Understanding of this paradigm for the regulation of thrombus formation may lead to the identification of new targets for the effective pharmacological suppression of platelet function.

This research will impact on the establishment of new therapeutic strategies and medicines for more effective and safer prevention and treatment of thrombotic disease. As the principal cause of mortality and morbidity in the UK, Europe, and North America, and an increasing burden in rapidly developing nations such as India and China, this would have substantial implications for health and quality of life, and as such have both economic and societal impact.

Key beneficiaries in this respect will be the pharmaceutical and biotechnology sectors. The UK holds as strong pharmaceutical research base, with cardiovascular drug development integrated within this in a multi-national manner. Research in this area will support the generation of economic impact through the identification of possible drug targets, and could result in further inward investment to the UK in this area. In addition, cardiovascular disease is estimated to cost the UK economy around £31B annually. Given the scale of cardiovascular disease in the UK, this research holds the potential for healthcare savings, wealth creation and increased economical prosperity.

The development of more effective anti-thrombotic drugs will have substantial societal impact, and reductions in mortality and morbidity will result in increased quality of life for the UK's aging population.
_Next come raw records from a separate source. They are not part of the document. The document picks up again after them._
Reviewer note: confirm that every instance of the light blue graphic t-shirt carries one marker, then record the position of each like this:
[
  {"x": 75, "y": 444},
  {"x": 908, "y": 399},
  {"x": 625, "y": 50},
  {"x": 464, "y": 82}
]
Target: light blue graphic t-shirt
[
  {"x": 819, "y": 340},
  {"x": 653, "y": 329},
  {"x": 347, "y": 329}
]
Understanding of this research and its implications for normal and pathological blood clotting may form a component of increasing public understanding of cardiovascular disease prevention and treatment, and understanding of science and medicine generally. This will be relevant in the contexts of schools and the general public, and may involve key third sector organisations such as charities and societies (e.g. BHF, HRUK, Royal Institution) engaged in increasing national health and well-being, and scientific understanding.

Finally, this project will deliver highly skilled researchers that are able to integrate disciplines from biochemistry and cell biology through to in vivo models of disease, skills that are deficient in the UK graduate workforce and are recognised as essential in both the private sector and Universities to enable the UK to remain competitive in the pharmaceutical arena.